The tests are opening up a Pandora’s box in treatment: any mutation found anywhere could become justification for a trial of treatment. “There is a fear that it’s going to lead to wild experimentation without the capture of data, and I think that’s a legitimate one,” he said.

Payers also have operational challenges, he said. Insurers generally cover tests under fairly simple rules that can be administered, such as obtaining a HER2 assay in a patient with breast cancer. But the new multigene tests themselves are complex, as are the clinical scenarios (ie, first, second, or third line of therapy; the indication for the agent being considered; the results of other tests). It is not clear that oncologists will know how to respond to the coming barrage of information.

The appropriate evidence standard remains open, said Bach. Moving from a test result to improved outcome should be one standard, he argued. The evidence for off-label uses of agents should go beyond supposition, but randomized controlled trials are not feasible for every possibility. “We’re probably headed for a case series kind of approach,” he said.

The FDA often accelerates drug approval based on single-arm studies with surrogate end points—essentially case series. Imatinib, for example, was approved with evidence of cytogenetic changes on sequential case series, and ceritinib was approved on the basis of response rate in a single-arm trial. Disease registries such as those used by Medicare for coverage under evidence development are also fundamentally case series, he said.

“The essential features of [case series/registries] are that they are sequential,” said Bach. “There’s no cherry picking; they enroll all comers.” They capture high-quality data with deep follow-up, with no bias introduced from loss to follow-up or end-point evaluation triggered by clinical events. Outcomes otherwise must be known from historical data.
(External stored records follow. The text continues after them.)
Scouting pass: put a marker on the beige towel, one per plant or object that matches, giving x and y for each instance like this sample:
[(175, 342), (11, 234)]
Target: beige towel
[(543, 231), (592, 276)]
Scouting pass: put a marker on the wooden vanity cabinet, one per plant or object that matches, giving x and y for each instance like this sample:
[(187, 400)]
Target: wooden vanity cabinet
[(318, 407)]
Until evidence is built correctly, the default stance will be very conservative. “We have shown ourselves to be somewhat aggressive about pushing the envelope for using expensive therapies when they are not indicated, so the default is the resistance of 2 opposing forces,” he said.
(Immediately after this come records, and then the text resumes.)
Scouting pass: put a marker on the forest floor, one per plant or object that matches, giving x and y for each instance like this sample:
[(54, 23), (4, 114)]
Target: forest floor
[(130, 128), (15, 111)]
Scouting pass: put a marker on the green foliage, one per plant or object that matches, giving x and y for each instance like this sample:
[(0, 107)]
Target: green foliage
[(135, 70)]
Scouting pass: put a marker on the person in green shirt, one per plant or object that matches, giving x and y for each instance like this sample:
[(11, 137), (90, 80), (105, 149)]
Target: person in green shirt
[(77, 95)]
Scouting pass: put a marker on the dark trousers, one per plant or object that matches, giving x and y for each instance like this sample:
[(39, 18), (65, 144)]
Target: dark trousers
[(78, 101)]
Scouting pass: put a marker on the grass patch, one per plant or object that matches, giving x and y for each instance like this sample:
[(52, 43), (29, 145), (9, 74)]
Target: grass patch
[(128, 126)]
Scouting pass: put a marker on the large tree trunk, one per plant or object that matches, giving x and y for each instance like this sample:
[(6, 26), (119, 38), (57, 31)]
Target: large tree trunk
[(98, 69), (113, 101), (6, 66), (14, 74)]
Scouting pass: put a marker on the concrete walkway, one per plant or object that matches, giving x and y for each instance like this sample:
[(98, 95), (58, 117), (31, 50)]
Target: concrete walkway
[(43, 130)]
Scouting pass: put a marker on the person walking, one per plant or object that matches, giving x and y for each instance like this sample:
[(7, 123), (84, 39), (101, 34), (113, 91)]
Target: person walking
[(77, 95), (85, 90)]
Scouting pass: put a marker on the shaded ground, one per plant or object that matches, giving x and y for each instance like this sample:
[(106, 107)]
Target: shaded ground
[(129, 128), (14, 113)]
Pricing trends are also a problem, with monthly and median costs of cancer drugs at the time of FDA approval increasing exponentially over the years (Figure). “Any issue we have with off-label use of drugs that are targeted is going to get worse as the prices go higher,” said Bach.

Reference
Bach PB. Prospects and promise for personalization. Presented at: 4th Annual Conference of the Association for Value-Based Cancer Care; May 6-9, 2014; Los Angeles, CA.